急傾斜地の町では自殺が多いという
昨年の自殺者は2万7,766人(警察庁の速報値)で、15年ぶりに3万人を下回りました。
年間3万人の自殺となると、一日あたりでは約82人。(30,000÷365=82.19)
2万7,766人でも、一日あたりでは約76人です。
世界保健機関(WHO)の統計によると、10万人あたりの日本の自殺死亡率は、男性11位(36.2人)、女性は5位(13.2人)。
これは先進国ではロシアや韓国に次いで高い数字です。
こういった状況の中、日本でも自殺予防についての研究が進んできました。
1/26の朝日新聞beでは、自殺者の多くは、アルコール依存症、うつ病、統合失調症などの精神疾患を抱えていることや、中高年で離別した無職男性と同年代で既婚有職女性の自殺率を比べたら100倍の開きがあったという統計が記事になっていました。
【危険因子】
・女性より男性(未遂者は女性が多い)
・既婚者より未婚・離別者
・有職者より無職者
・酒の消費量が多い県は自殺が多い
又、記事では、地域特性の分析として個人差だけでなく地形やコミュニティの質もその危険因子になると指摘しています。

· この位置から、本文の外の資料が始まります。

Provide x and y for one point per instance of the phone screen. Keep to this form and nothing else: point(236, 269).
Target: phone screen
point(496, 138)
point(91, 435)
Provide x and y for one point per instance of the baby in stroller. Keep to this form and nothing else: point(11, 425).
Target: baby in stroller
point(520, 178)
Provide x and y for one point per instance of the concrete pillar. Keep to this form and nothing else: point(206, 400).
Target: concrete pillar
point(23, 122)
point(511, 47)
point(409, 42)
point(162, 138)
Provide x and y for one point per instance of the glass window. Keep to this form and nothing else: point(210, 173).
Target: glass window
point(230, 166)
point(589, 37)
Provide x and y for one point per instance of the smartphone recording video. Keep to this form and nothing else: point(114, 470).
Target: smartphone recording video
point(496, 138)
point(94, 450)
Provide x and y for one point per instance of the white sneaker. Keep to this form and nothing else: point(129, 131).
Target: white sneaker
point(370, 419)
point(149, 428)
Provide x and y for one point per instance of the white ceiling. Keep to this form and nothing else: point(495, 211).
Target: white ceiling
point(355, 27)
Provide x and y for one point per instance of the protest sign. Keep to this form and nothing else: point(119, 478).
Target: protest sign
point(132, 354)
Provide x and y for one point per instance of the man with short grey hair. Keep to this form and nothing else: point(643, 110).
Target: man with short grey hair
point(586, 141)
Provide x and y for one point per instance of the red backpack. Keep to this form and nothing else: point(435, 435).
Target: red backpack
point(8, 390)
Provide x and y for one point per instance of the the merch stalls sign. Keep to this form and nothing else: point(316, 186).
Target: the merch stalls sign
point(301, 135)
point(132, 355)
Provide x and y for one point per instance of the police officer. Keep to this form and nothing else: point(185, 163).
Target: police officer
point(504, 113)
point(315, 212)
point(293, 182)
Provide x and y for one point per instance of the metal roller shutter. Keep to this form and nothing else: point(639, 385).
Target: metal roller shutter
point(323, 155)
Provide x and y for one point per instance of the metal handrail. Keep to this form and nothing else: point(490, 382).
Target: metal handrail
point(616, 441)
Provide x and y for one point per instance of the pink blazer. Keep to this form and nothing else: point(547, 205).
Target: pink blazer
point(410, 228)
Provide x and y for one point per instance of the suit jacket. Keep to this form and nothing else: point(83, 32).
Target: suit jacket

都道府県別にみると、自殺率の低い県である徳島県(45番目/47都道府県)ですが、その県内に自殺率の低さが全国で8位のA町と、自殺率の高さが上位10位内のB町をともに含んでいます。
この両地域の差を調べるため、住民への聞き取り調査を行った所、大きな違いが出ました。
「自分のような者に政府を動かす力はない」との質問に「はい」と答えたのはA町26%、B町(自殺の多い地域)56%と無力感が高い一方、「相談や日常品の貸し借りをするなど生活面で協力し合っている人がいる」との質問に「はい」と答えたのはA町17%、B町(自殺の多い地域)44%と、地域の絆はB町(自殺の多い地域)の方が強いと推測される結果が出ました。
更に、この両地区を含み、人口密度や天候、地形との因果関係を調べた所、人の住む土地の傾斜度が自殺率と強い関係を示したそうです。
【自殺率あがる】
・傾斜度が高い(急傾斜地域)
・積雪量が多い
※上記両地区の場合もB町(自殺の多い地区)は急傾斜地でした。
【自殺率さがる】
・可住地人口密度が高い(住まいが密集)
・日照時間が長い
・海岸部に位置する
記事では、自殺率と関連した地理的特性に以上のものを挙げ、地域ごとの視点による自殺対策の必要性を訴えています。
自殺者が増える要因には、まだまだ知られていないものがあるようです。